The Trail:The quickest way up to Mt. Angeles is this switchback trail. The trail begins at a small creek and heads quickly uphill, switch backing .6 of a mile to an intersection with the trail from the Hurricane Ridge visitor’s center. Go right toward Klahhane Ridge and Mt. Angeles. It’s one mile to the saddle just below Mt. Angeles. This first 1.6 miles is almost all alpine with huge, lush meadows covered in wildflowers. Deer and mountain goats can often be spotted here. Mt Angeles’ rocky massif is visible most of the way up. At the saddle (Victor Pass, 5,850 ft.) just below Mt. Angeles, find a trail intersection: to the left is Heather Park, to the right is Klahhane Ridge. (Great ridges can be walked and explored for two miles in either direction. There is elevation up and down either way but well worth it. Views are spectacular. Lake Angeles is about 3 miles to the right but the elevation loss is significant. Good views of the lake can be had at 2 miles.)

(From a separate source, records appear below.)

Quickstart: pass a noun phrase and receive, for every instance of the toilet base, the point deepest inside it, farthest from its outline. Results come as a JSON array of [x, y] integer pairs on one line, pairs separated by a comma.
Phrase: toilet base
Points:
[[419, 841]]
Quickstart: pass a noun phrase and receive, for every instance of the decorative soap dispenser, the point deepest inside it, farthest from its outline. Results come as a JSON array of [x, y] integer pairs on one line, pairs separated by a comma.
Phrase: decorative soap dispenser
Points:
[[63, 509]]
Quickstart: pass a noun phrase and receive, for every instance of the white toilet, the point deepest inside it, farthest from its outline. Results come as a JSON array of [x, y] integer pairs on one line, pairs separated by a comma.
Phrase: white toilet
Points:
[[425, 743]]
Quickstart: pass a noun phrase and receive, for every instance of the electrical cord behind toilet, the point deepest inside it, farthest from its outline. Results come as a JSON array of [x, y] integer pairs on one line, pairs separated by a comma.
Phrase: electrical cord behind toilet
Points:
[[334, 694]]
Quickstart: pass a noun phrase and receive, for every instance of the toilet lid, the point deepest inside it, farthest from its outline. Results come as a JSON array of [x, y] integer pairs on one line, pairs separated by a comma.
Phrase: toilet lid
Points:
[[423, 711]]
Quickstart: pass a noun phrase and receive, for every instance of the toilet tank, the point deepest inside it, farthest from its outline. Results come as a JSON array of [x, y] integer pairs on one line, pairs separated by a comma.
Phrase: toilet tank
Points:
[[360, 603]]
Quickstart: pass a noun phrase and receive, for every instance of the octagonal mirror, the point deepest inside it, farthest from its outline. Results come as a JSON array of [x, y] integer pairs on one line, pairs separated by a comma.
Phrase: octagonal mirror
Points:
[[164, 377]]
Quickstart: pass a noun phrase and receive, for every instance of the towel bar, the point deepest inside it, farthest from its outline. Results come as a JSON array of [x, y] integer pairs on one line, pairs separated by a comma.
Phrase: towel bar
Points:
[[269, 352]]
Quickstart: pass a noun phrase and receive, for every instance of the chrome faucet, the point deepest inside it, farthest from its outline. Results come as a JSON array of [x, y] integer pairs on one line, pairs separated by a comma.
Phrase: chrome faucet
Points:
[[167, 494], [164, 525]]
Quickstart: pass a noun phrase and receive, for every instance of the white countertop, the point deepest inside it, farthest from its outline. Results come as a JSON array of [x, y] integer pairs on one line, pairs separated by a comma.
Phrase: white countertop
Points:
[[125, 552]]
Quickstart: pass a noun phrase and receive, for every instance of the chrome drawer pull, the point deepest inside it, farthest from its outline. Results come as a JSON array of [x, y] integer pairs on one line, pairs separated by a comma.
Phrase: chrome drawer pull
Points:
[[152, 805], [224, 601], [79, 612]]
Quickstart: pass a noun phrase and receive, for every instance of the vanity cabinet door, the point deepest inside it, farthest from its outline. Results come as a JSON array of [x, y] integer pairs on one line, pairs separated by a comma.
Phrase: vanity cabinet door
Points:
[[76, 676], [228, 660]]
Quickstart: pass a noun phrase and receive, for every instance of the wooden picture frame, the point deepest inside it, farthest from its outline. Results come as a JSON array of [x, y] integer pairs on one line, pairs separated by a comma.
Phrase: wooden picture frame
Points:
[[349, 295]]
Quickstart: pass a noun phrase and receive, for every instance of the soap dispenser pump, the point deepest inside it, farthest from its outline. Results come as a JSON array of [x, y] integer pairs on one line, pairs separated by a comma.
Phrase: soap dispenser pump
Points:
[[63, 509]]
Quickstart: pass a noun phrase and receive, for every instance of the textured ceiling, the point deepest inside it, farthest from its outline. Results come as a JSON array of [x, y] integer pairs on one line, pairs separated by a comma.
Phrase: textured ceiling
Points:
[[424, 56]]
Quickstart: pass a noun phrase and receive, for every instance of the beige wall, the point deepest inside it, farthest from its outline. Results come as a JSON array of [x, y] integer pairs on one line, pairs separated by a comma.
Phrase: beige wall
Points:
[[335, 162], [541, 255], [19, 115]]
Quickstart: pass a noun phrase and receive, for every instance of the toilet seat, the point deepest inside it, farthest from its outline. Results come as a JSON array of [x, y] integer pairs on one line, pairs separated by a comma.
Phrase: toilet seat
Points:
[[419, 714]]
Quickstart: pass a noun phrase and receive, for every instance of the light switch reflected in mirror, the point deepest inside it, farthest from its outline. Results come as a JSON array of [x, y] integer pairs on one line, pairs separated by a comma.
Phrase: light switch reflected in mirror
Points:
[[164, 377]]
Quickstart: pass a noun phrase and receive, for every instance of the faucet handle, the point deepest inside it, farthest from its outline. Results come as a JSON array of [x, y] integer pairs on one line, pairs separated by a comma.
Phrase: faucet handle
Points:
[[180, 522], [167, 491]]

The Peak:At the saddle, Mt. Angeles’ highest peak is 600 feet straight above you. The slab geology, which is evident, comes from being a former ocean bottom. Some people climb to the top from here, but it is a difficult scramble up the rock. There are many routes up but the best hiking route that I have found is up the southeast face,through scree, shown above in black. From the saddle this route is steep but mainly scree (talus) with stable footing. It’s slow going at times, with two steps up and one back.You can make better time by stepping on rock but the footing can be difficult, as some of the rock is crumbly and rotten. (Coming down, it is sometimes advisable to sit down and inch your way down some of the steeper areas.) Once you gain the top of the ridge, walk west to a middle peak. The highest peak is further west but takes some difficult rock scrambling and is not much higher than where you are. There is another peak just to the northeast, which is 25 feet shorter than the far west peak, but also fun to explore if you like rock scrambling.

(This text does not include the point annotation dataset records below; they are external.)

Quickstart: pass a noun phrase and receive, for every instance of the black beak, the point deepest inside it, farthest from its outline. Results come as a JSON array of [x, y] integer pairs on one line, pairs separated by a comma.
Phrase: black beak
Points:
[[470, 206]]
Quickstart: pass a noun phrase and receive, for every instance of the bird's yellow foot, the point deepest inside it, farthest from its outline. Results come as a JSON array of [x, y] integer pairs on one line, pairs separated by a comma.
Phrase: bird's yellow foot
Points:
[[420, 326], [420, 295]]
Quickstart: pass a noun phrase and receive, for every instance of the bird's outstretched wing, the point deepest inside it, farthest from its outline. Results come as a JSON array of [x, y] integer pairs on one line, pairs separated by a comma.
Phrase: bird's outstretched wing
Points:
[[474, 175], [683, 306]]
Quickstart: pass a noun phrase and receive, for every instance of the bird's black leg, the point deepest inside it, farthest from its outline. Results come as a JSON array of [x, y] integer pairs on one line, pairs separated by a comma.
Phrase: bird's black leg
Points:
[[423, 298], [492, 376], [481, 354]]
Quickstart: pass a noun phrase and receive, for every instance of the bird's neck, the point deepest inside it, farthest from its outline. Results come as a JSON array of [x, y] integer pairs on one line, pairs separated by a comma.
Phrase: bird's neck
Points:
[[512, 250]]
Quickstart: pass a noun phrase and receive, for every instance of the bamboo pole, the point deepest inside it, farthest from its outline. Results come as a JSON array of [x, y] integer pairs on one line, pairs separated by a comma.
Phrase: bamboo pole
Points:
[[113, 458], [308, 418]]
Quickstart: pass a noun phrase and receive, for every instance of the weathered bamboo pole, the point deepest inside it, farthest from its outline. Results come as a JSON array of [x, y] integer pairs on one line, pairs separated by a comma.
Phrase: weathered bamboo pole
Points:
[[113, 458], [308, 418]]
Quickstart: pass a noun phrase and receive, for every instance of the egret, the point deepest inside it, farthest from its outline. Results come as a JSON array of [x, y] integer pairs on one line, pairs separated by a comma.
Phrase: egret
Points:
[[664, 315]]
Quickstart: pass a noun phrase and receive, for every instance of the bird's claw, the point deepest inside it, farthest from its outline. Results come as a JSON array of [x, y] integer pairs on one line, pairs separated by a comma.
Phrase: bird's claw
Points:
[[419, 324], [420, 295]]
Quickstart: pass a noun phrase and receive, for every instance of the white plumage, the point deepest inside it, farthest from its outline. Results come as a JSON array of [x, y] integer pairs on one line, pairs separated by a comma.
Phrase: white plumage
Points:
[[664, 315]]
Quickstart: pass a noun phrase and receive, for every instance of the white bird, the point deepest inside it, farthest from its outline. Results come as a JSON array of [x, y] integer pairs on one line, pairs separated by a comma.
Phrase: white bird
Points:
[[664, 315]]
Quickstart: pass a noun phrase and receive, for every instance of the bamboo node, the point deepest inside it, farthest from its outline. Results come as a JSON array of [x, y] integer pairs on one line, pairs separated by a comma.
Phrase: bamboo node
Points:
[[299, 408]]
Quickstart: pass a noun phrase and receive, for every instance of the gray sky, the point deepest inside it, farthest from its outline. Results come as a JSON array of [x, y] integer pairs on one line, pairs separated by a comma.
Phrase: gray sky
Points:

Views from the top are incredible, with peaks visible in all directions. South, the line of Olympic peaks march from east to west: including Blue, Elk, Grand ridge, Eagle, Anderson, Ferry, Queets, Olympus, Carrie, Fitzhenry, & Appleton. Port Angeles, Sequim, and the Strait lay almost 6,500 feet below you to the north. On a clear day you can see Victoria, the mountains of northern Vancouver Island and the coastal peaks of British Columbia.

I’ve been to the top a few times and often seen mountain goats. Mt. goats are not dangerous but they have sharp horns and like the salt that hikers create. So I keep my distance and move off the trail if they want it.

Peak loop:Since there are various routes to the top, the hiker can go up one side and back down another, making a loop. A second hikeable route, from which you can make a loop, is to go up the southwest side of Mt. Angeles. The route described above is up the east side. The southwest route is as follows. Turn left, towards the Hurricane Ridge Visitors Center, at the first trail junction at .6 mile from the switchback trailhead,. After one quarter mile, turn right on a climbers trail going up toward the mountain. It is located at a sign on the main trail that just says . Follow this steep trail through alpine firs and meadows until it ends in the rocks on the southwest side of the mountain. (Note: Avoid the temptation of going right, or southeast up a visible scree trail. The rocks are too difficult here.) From the end of the trail, continue straight, southwest. Scramble up and through a notch in the small trees and find the continuation of the climbers trail. Follow this up and west, using some rock scrambling, till you come to the end of the high rock spires on your right. Cut up to the top, coming out near the west end of the top ridge. Scramble to the top of the peak or just enjoy the view from where you are.

To complete the loop you could scramble east but it is a very difficult. Instead I drop down the north face about 200 feet to a little bench, walk east about 200 feet, then climb back up to the top ridge middle peak, which is described in the East face route above.